I am not ready to become a better me, I think to myself as I walk past the book, resting on the coffee table, for the umpteenth time. At least twice a day I cross the book’s stationary path, when I head to my bedroom and when I leave my apartment. So the number of times I have this thought is significantly higher than the word, umpteenth, implies. Truthfully, I must have had that thought for an ‘umpmillionth’ time. Finally, one weekend, when my life was in complete shambles, I decided to crack open the cover, and read what lay behind the smiling pastor’s picture. I had nothing to lose and everything to gain at that point. Desperation enables action.
I’m a fast reader, but it took me a while to read the book. Normally, I process a book’s deeper message while reading. With this book, I read, paused, processed, processed some more, then continued to read. Each page became filled with annotations, resembling Joel Osteen’s manuscript after a visit with an editor.
Words were circled.
Important lines were underlined.
Questions, affirmations, and comments were written in the margins.
Tears were shed.
Last night Early this morning, I received an email that ‘effed’ up my mood, completing extinguishing the high I had after a long, productive day. After reading it, I did not want to do anything else. I simply wanted to crawl into the hotel’s bed and sleep, with the flawed expectation that I would escape, ignore, or at least delay my emotional reaction to its presence. The hours completing REM cycles would be buffers, protecting me from those hurtful words and their intentional desire to trample and stomp all over my sensitive and fragile esteem. In other words, I sought a false solace in the bed, cowering from a bully.
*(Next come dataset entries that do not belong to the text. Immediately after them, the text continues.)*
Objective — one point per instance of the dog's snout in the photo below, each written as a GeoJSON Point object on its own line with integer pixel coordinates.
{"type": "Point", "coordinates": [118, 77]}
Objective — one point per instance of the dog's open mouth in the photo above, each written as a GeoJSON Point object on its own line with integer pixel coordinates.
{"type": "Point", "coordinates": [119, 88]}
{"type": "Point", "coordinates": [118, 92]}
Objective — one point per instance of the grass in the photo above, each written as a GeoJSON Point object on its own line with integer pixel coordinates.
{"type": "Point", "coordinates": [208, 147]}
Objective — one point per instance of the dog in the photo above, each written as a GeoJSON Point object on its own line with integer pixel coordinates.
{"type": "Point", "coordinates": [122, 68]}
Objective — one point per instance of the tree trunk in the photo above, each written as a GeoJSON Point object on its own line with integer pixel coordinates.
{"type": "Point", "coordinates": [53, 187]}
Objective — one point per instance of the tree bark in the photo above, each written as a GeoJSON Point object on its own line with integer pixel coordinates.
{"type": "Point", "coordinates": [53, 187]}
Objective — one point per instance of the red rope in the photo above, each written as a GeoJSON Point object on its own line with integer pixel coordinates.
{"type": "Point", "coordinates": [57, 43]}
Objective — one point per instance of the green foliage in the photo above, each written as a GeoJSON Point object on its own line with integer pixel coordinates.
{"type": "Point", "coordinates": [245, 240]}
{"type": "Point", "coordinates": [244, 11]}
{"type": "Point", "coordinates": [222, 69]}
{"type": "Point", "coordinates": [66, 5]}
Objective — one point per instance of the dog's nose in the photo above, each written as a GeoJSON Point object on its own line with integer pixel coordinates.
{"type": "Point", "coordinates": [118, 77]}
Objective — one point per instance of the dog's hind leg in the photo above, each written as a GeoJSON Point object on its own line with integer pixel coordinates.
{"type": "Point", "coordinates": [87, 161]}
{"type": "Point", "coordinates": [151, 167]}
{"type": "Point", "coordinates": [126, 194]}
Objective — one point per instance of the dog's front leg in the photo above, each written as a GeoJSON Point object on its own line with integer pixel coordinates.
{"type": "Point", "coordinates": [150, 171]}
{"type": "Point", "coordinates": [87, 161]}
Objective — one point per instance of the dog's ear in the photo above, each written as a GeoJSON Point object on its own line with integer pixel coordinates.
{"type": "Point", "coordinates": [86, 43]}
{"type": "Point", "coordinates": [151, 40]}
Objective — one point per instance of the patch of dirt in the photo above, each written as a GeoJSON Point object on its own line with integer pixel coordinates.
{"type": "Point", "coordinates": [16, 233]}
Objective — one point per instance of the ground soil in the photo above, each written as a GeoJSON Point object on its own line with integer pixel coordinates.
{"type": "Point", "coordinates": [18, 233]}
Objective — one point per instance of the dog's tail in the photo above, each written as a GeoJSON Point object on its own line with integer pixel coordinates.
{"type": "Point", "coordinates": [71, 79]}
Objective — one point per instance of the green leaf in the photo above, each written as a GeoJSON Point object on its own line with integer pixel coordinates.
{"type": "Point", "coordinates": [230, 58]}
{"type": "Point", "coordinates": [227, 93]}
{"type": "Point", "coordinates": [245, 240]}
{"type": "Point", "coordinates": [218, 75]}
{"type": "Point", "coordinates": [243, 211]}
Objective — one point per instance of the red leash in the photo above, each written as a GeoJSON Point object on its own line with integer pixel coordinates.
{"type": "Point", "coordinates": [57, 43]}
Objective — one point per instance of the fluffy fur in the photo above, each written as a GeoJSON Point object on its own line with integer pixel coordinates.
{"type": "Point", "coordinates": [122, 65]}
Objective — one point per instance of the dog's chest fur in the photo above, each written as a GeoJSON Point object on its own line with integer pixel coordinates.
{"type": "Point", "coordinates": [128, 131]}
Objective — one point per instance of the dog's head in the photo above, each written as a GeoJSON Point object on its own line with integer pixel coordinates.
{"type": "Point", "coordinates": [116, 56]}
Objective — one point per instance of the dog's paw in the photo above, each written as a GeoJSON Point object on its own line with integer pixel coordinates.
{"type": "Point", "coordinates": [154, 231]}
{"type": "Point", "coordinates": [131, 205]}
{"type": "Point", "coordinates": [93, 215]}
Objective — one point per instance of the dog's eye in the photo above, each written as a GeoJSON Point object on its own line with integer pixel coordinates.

In the book, there is a section that discusses relationships. He suggests that one should not allow others to throw stones in your happiness well. When one does, one’s well becomes drier because of the presence of the additional rocks, which build up and eventually dry out the well. I have very little knowledge of or experience with wells. Yet, I interpret this analogy to signify that one is in control of one’s happiness.
After one REM cycle, roughly three hours, I woke up with this troubling email still on my heart, already draining my energy needed for another marathon day. I strongly considered going back to sleep to run, hide, and ignore. Then my synapses snapped to the message of the well, the book, and the promise I made years ago to protect my well. I positioned my body upright and said a silent prayer. Then I reached for my ipad and accompanying keyboard and began to write, a safe and true solace.